Awalnya, tampungan hanya terletak di satu titik. Di bawah talang yang menghimpun cucuran air hujan di genteng dan tritisan (atap tambahan).
Bertambahnya wadah penampung bertambah pula titik penempatan. Kini ada di bawah tiga lokasi talang. Wadah-wadah ditutup ketika tidak turun hujan.
Air hujan tampungan digunakan untuk: menyiram tanaman yang tidak tertimpa titik-titik air dari langit; mencuci peralatan (misalnya, alat berkebun); membersihkan lantai paving block; membilas kakus, dan penggunaan air selain air minum.
Lah, kan ada air untuk segala keperluan dari Perusahaan Daerah Air Minum (PDAM)?
Misalnya, menyiram kloset tinggal pencet tombol flush maka air menyembur deras dari tangkinya. Menyiram tanaman, tinggal putar keran leding dan arahkan selang.
Lagi pula Kota Hujan tak mengenal kering. Ada cukup air untuk tanaman. Kok repot-repot banget nggotong ember isi air? Mau ngirit, bukan?
Memang hemat. Tagihan PDAM di rumah berkurang kira-kira separuhnya. Akan tetapi, menghemat pengeluaran untuk air bukan satu-satunya pertimbangan --bukan alasan penting.
Tujuan lebih penting dan sangat utama adalah menjaga kelestarian air bersih, demi ketersediannya bagi generasi mendatang. Terlalu jauh ya mikirnya? Tidak juga sih.

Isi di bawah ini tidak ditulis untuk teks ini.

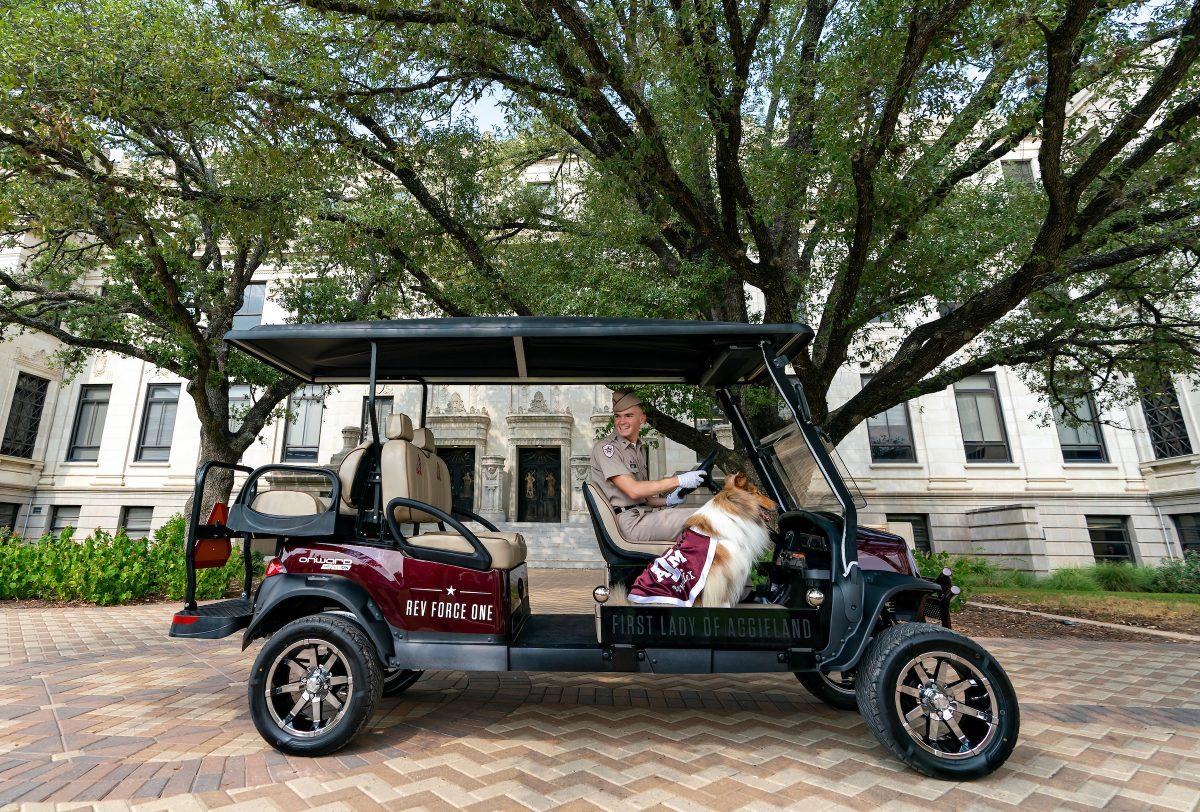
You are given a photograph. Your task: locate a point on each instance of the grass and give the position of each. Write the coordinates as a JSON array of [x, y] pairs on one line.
[[1169, 611]]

IPB University mengatakan, Indonesia menghadapi krisis air bersih di 2045. Kelangkaan yang dipicu oleh perubahan iklim ekstrem, pesatnya urbanisasi, kurang tepatnya pengelolaan lingkungan, dan kurang optimalnya pengelolaan sumber daya air. Termasuk kelangkaan sebab alih fungsi lahan (sumber).